Competitors are skeptical that the computer market will evolve toward a universal machine. Simplicity in an office does not translate to simplicity for general consumers, said Mitsubishi’s Mirowitz. One of his company’s most celebrated products is a TV remote-control with only three buttons.

“If you make a multipurpose machine, it will be difficult to use,” said Nishimuro at Toshiba.

* Advanced Logic Research Inc. in Irvine has more practical concerns than convergence, which David Kirkey, vice president of worldwide marketing, describes as a “zero-billion dollar industry.”

ALR, which recorded its first annual loss--$10.6 million--for its fiscal year ended Sept. 30, has invested its limited resources in making arguably one the best lines of corporate computers based on Intel’s line of Pentium microprocessors, new computer chips that can make PCs as fast as engineering workstations.
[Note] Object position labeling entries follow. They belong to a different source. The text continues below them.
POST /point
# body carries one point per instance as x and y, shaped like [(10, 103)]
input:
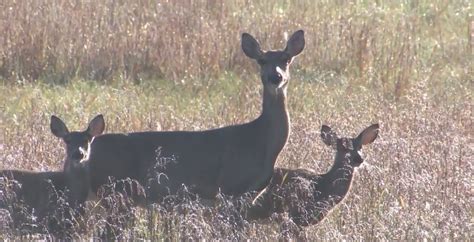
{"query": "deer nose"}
[(77, 155), (275, 78)]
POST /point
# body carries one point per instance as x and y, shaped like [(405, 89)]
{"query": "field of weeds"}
[(177, 65)]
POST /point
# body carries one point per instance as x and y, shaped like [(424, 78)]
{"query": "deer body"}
[(232, 159), (306, 196)]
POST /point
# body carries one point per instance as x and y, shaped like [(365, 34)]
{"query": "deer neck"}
[(275, 120), (273, 125), (339, 177)]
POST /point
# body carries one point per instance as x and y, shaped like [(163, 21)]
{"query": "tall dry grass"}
[(385, 44), (407, 65)]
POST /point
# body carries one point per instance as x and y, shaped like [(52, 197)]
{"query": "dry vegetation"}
[(168, 65)]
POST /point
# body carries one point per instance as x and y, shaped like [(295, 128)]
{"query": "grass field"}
[(158, 65)]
Pentium chips can improve a computer’s performance up to seven times over today’s popular 486 machines. In fact, ALR is scheduled to announce a new PC model based on the Pentium at Comdex on Monday.

“Multimedia technologies are growing fast, especially for things like games, but they have to take that step to the corporate office before it really becomes a market,” Kirkey said. “Once these futuristic technologies mature, we can acquire them or develop them fast.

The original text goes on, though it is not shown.